Appellant challenges the denial of his motion to suppress evidence, arguing that the search of the garage violated his rights under the Fourth Amendment to the United States Constitution because the warrant for Charles Ginsberg did not authorize the search of appellant's separate living quarters.
" 'Pursuant to article I, section 28, of the California Constitution, a trial court may exclude evidence under Penal Code section 1538.5 only if exclusion is mandated by the federal Constitution.' (People v. Banks (1993) 6 Cal.4th 926, 934.) The Fourth Amendment to the federal Constitution prohibits unreasonable searches and seizures. (See Banks, at p. 934.)" (People v. Bryant, Smith and Wheeler (2014) 60 Cal.4th 335, 365.)
" ' "In ruling on a motion to suppress, the trial court must find the historical facts, select the rule of law, and apply it to the facts in order to determine whether the law as applied has been violated. We review the court's resolution of the factual inquiry under the deferential substantial-evidence standard. The ruling on whether the applicable law applies to the facts is a mixed question of law and fact that is subject to independent review." [Citation.] On appeal we consider the correctness of the trial court's ruling itself, not the correctness of the trial court's reasons for reaching its decision. [Citations.]' (People v. Letner and Tobin (2010) 50 Cal.4th 99, 145 (Letner).)" (People v. Bryant, Smith and Wheeler, supra, 60 Cal.4th at p. 364-365.)
Appellant testified at the suppression hearing that the house was owned by Theodore Schneider, who was bedbound and used the living room as his room, and the two bedrooms in the house were rented, one to Charles Ginsberg and the other to Madonna Lopez. Appellant worked as a caregiver for Schneider in return for which Schneider allowed appellant to live in the attached garage and gave him "a little bit of cash." At the time, Robert Ketchum was also staying at the house, sleeping on a chair in the living room.
Simmont testified that Schneider told him he had previously owned the house but sold it to a neighbor and now rented it with roommates.
Appellant testified that he was the only person with a key to the exterior door of the garage, and neither he nor anyone else had a key to the interior door between the garage and the house. Appellant kept everything he owned in the garage, including his clothes and a desk with a drawer that locked, and he did not keep personal items in any other part of the home. There was no bed in the garage but he slept there "from time to time" on a cot on the floor. He also slept in Lopez's room "from time to time" and acknowledged that he told an agent that he "shared" that bedroom with her. The agents did not find any of appellant's personal items in Lopez's room or elsewhere in the house. There was no kitchen or bathroom in the garage, and appellant used the bathroom in the house. The garage did not have a separate residential number from the house or a separate mailbox.

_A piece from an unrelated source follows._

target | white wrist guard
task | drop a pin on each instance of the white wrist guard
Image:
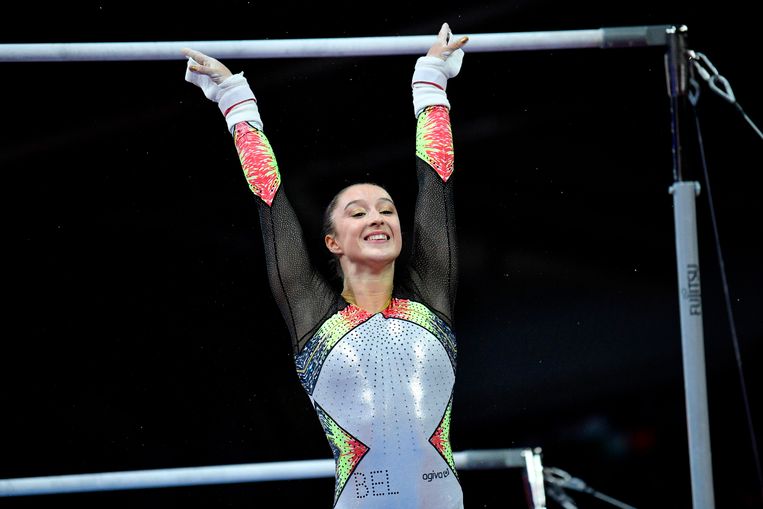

Appellant testified that about 7:00 a.m. on August 14, 2014, the exterior garage door was open about six inches. He had come in to get his cigarettes and was about to return to Lopez's room to watch a movie with her, but was prevented by two officers with semi-automatic weapons coming in and telling him not to move. The officers said they had a search warrant and "[j]ust about immediately" put appellant in handcuffs and detained him about six feet from the garage door, in front of the front door to the house. Appellant told the officers that the garage was his room, that no one else went in, and that he did not understand why they could search his property. He repeatedly asked to see the search warrant, asked if he was named in it and stated that he did not want them to search the garage. When an agent asked if appellant had a key to the locked desk drawer in the garage, saying that the police dog had reacted to something, appellant gave him the key because the officer had said that if he did not, they were going to "rip my desk apart."

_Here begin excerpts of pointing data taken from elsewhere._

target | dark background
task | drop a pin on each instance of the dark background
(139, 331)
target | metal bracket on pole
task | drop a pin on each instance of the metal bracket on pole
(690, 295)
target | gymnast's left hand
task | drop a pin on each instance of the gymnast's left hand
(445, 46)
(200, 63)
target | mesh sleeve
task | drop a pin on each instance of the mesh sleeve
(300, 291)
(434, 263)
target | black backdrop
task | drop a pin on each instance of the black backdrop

Sergeant Simmont testified that he asked appellant for the key to the desk drawer after finding a scale and two identification cards belonging to appellant in the desk. Schneider "didn't provide a solid answer" to whether appellant was a "specified caregiver" but said appellant "helps him out from time to time." Simmont doubted appellant's statement that Lopez's room was his bedroom because none of appellant's belongings were there. It did not appear that Ginsberg's room could be occupied by anyone, as it was "piled about three feet with debris." According to Simmont, appellant did not say he did not want the agents to search the garage.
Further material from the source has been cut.